Non-invasive prenatal testing (NIPT) offers a promising avenue for early diagnosis of β-thalassemia through the analysis of cell-free fetal DNA (cffDNA). In this work, a multi-gene electrochemical biosensor was proposed for the simultaneous ultra-sensitive detection of β-thalassemia mutations CD_41/42 and CD₁₇, based on the combination of a novel MOF-embedded/G4-packaging electrochemical labeling strategy and catalytic hairpin assembly (CHA). Firstly, methylene blue (MB) and ferrocene (Fc) were intricately embedded within metal-organic frameworks (MOFs) and then integrated with G-quadruplexes (G4) to create an all-encompassing package that acts as electrochemical signal labels (MB-MOFs-G4 and Fc-MOFs-G4).

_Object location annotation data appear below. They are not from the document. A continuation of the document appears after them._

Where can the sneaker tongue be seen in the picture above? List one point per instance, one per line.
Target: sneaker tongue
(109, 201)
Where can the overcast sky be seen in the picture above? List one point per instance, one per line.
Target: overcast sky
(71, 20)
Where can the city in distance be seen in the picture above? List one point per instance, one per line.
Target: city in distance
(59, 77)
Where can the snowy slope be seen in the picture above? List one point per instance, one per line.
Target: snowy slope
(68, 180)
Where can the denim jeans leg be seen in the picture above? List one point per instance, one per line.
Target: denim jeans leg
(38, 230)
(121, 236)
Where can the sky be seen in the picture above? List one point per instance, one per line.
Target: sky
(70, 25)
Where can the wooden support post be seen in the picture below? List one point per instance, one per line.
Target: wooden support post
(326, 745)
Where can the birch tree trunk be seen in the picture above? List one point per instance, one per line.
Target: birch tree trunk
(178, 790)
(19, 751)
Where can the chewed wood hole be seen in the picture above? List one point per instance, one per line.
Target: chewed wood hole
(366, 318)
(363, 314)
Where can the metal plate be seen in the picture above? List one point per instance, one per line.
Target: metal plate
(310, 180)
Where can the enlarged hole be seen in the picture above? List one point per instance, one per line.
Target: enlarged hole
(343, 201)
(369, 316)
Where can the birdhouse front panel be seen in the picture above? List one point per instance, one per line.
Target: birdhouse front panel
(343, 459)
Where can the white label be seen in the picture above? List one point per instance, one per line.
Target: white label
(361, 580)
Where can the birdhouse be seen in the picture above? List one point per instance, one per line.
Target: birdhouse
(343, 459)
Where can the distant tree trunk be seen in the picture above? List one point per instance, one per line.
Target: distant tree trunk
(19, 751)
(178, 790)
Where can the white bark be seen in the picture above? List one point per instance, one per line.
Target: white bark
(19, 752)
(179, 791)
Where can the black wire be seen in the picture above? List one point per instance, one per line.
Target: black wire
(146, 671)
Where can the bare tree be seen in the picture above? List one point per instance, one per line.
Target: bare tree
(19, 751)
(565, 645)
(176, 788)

This design not only enhances the immobilization amount of the electrochemical substances but also employs its folded structure to effectively prevent the leakage of MB (or Fc) within the MOF. By integrating CHA and specific recognition probes, the biosensor allows for the simultaneous ultra-sensitive electrochemical detection of multiple β-thalassemia mutation genes. The structure and material properties of MB/Fc-MOFs-G4 have been experimental conformed. Differential pulse voltammetry (DPV) experiments have also shown its superior electrochemical stability and enhanced signals. When targeting CD_41/42 and CD₁₇, the detection linear range was tested as 1.0–500.0 fM with detection limits of 0.025 fM (CD_41/42) and 0.097 fM (CD₁₇). This strategy allows for the early detection of multiple gene mutations associated with β-thalassemia and can be adapted to detect mutations related to other diseases by altering the templates.